There is no universal technique in therapy. The research on evidence-based practice is clear that treatment needs to be responsive to the individual, not just the diagnosis. If you are in therapy yourself and your therapist’s first session questions feel wrong for you, it is worth saying so. A good therapist will adjust.

If You Are Not Yet in Therapy

If you are in the process of figuring out what you want to bring to a first session — or if cost, access, or timing means you are working through things independently for now — there are evidence-based tools that can genuinely help you start to get underneath the surface material.

The work I do with clients in session often mirrors structured exercises from CBT and DBT frameworks. For people who want a solid starting point at home, I regularly point toward a few specific resources:

The The Dialectical Behavior Therapy Skills Workbook is one I recommend often, especially for people dealing with emotional intensity or difficulty tolerating distress. DBT was originally developed by Marsha Linehan and has some of the strongest evidence behind it for emotion regulation. This workbook translates the clinical material into accessible exercises without oversimplifying it.

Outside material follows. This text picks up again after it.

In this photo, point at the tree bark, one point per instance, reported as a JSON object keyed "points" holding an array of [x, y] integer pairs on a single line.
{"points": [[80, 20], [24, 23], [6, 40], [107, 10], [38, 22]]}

For anxiety and depression specifically, Retrain Your Brain: Cognitive Behavioral Therapy in 7 Weeks is structured enough to feel genuinely therapeutic rather than just motivational. CBT is the most extensively researched psychological treatment we have, and having a workbook that actually walks you through the mechanics — thought records, behavioural activation, cognitive restructuring — gives it real-world traction.

And for ongoing self-reflection outside of any particular modality, the 52-Week Mental Health Journal is something I have suggested to clients who struggle to process between sessions. The guided prompts do a lot of what a good therapy question does — they interrupt the rehearsed narrative and make space for something more honest.

The Deeper Point

The reason that one question changes the whole conversation is not magic. It is not a technique in the clever sense. It works because it assumes the truth — that there is always something beneath the presenting problem, that shame is almost always part of the picture, and that people can tolerate more honesty than we often give them credit for when they feel genuinely safe.

What I have learned over sixteen years is that people do not usually come to therapy because they lack information about themselves. They come because they have been carrying something alone and they have finally decided to see whether another person can hold it without flinching.

The first question I ask is really an answer to that unspoken hope: Yes, I can hold it. And no, I will not flinch.